Palestine's Troubling Democracy
Local Christians fret over Hamas's victory.
Dale Gavlak | posted 2/06/2006 12:00AM
Many Palestinian Christians expressed shock and now wait to see what will develop following Hamas's upset victory in January's parliamentary elections, Palestine's first since 1996.
The political party for Hamas, an Islamic fundamentalist group known to support terrorism, won 76 of the 132 seats in the Palestinian Legislative Council. Fatah, a secular party formerly led by Yasser Arafat, had monopolized Palestinian politics since the 1960s. But corruption and ineffectiveness slashed their representation to 43 seats. Smaller parties won the other positions.
"People were surprised," Jack Sara, pastor of the Jerusalem Alliance Church, told CT. "A landslide victory by Hamas in Jerusalem and the West Bank was not expected. It shocked people because the pre-election polls never foresaw this. It was expected that Hamas would gain a high percent in Gaza, but not in Jerusalem and the West Bank. Hamas's absolute majority puts us in a difficult situation."
Evangelicals like Sara and Salim Munayer of Musalaha, an organization that uses the example of Jesus to promote reconciliation between Israelis and Palestinians, point out that Palestinian Christians are not the only ones concerned by Hamas's political dominance.
"There is also concern among Muslims about whether Hamas will try to implement Shari'ah (Islamic) law and Muslim institutions," Salim Munayer told CT. "If Hamas wants to adopt laws and Islamic ideology, they will face resistance from the people."
Palestinian Christians won seven seats in the new legislative council. Presidential decree entitles them to a minimum of six seats. Six seats belong to the Fatah Party, while Hanan Ashrawi won election with the Third Way party.
Lutheran church leader Mitri Raheb, who directs the International Center of Bethlehem, said concern about a potential clash between Hamas and Fatah is real, as is the possibility of international isolation. But he urged people to see the positives.
"This is the only time in the Middle East that one-party rule has ended peacefully by democratic elections," Raheb wrote in a letter to the SAT-7 Arabic Christian TV channel broadcast in the Middle East and North Africa. He said "a new political landscape has to emerge now. The identity of Fatah after Arafat has to be shaped. Hamas is now obliged to show their capability of delivering what they were promising."
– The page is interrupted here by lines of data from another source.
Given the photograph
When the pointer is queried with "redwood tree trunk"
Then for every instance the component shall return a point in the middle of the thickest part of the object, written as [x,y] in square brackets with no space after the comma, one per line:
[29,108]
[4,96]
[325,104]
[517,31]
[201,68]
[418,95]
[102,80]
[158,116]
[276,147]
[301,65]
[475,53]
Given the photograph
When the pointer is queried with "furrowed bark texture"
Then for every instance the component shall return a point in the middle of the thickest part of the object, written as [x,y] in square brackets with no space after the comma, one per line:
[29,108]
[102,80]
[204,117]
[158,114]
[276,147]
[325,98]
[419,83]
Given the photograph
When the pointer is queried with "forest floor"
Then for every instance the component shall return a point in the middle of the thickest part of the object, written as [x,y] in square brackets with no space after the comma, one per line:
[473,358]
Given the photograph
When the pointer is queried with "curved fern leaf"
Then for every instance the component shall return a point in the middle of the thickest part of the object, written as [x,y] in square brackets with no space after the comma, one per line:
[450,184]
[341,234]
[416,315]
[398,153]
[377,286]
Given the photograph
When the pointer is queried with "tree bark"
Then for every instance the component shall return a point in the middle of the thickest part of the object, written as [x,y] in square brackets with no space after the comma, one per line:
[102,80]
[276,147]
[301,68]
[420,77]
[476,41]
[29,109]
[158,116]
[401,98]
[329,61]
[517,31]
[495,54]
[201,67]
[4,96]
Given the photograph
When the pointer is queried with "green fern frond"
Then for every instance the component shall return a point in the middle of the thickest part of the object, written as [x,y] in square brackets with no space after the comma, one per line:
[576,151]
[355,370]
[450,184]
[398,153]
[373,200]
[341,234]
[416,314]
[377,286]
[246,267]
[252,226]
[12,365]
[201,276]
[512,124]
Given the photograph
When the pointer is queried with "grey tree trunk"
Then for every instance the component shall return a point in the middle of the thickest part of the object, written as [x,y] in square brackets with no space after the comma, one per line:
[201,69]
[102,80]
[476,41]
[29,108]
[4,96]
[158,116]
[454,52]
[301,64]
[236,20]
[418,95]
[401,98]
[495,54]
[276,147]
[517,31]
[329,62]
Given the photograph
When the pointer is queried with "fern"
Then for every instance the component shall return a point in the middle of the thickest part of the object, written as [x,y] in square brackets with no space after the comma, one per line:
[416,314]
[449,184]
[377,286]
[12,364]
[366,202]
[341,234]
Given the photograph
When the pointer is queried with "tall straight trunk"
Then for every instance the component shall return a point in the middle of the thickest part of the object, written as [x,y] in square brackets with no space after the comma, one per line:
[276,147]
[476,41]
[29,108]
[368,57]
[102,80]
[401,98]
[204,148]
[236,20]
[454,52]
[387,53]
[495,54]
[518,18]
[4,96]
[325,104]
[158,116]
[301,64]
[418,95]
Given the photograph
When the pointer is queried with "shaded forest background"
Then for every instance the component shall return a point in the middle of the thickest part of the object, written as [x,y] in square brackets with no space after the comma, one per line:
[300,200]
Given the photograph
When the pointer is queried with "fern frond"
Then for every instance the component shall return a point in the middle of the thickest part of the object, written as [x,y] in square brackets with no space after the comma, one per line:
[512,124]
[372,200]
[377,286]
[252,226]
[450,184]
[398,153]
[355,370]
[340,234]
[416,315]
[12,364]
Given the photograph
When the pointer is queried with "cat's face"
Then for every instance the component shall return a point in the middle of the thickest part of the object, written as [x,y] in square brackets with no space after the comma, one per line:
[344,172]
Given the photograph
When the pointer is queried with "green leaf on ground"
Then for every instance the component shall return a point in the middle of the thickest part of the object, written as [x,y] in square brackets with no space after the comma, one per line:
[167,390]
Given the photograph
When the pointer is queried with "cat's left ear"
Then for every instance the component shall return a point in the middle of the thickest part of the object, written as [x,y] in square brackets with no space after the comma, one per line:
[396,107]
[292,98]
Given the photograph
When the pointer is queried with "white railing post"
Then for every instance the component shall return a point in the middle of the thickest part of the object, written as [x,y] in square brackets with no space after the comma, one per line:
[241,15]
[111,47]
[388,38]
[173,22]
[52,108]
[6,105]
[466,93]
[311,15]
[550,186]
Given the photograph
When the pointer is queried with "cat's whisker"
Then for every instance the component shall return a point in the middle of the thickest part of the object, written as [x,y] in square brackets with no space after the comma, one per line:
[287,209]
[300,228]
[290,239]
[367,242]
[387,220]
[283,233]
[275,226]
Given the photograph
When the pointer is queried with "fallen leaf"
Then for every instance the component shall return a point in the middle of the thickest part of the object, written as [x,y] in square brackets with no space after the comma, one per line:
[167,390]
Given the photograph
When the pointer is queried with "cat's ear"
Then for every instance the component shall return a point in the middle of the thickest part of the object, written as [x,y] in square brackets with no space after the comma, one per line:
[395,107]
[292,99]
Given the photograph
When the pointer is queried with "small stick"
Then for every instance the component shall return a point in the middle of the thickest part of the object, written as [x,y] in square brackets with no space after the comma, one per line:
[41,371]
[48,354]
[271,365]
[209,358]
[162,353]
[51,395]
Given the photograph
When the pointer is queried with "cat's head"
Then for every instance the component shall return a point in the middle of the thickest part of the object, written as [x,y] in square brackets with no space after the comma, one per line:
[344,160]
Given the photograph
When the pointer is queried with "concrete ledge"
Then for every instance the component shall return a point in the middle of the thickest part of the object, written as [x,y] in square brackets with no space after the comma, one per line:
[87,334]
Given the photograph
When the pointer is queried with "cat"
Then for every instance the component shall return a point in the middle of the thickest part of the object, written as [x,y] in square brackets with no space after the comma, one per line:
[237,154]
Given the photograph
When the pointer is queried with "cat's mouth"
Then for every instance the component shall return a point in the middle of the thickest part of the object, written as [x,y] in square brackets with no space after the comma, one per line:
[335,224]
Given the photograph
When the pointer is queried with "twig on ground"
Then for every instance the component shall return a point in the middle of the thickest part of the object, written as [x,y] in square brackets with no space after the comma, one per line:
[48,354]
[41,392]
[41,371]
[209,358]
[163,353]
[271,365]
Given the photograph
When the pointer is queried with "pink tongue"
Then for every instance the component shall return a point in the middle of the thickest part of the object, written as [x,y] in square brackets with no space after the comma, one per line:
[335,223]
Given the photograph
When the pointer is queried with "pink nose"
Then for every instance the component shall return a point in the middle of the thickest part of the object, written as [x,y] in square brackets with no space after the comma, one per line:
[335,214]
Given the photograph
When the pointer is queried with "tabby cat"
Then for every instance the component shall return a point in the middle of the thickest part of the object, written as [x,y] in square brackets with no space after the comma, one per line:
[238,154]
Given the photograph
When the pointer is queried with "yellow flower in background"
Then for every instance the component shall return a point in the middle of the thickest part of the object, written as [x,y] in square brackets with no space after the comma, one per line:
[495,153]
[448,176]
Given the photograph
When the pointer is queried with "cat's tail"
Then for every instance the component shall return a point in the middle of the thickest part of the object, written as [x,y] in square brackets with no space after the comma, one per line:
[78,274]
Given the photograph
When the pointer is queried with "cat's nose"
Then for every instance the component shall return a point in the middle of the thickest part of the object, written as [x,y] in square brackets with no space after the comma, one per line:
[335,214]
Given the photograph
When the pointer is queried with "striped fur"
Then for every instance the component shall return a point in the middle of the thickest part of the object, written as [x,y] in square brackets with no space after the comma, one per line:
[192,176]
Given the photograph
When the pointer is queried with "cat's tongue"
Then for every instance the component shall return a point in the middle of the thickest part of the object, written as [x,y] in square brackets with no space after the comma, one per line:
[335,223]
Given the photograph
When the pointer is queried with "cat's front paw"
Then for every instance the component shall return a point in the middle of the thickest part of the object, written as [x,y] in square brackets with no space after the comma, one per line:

He challenged Palestinian Christians "not to be afraid, nor to panic or withdraw from the public sphere." Rather, he said "we are called not to feel as if we are just spectators but rather to participate with many in this quest for a new Palestinian identity.
A pastor in Gaza said he anticipates "more and more pressure on Christians, because in the last five years our region became more religious, more militant, and more violent," due to Israeli occupation and dire unemployment and poverty. But he also warns that Western pressure against Hamas "will also pressure Christians, because many militant Muslims connect the local Christians with the West."
The pastor told CT that Christians don't see Hamas having a "logical and strategic plan to deal with Israel. It seems that Hamas is stuck between what they believe in, what they ran for in the election
and what the West is asking from them."
So far Hamas leaders have sought to calm both Palestinians and an anxious outside world by saying they will not impose any form of Islamic rule on the diverse society in the Palestinian territories. Mahmoud al-Zahar, Hamas's senior leader in Gaza, promised armed protection of churches during this week's demonstrations against caricatures of Muhammad in European newspapers. "You are our brothers," al-Zahar told Manuel Musallam of the Holy Family Church, according to the London Times.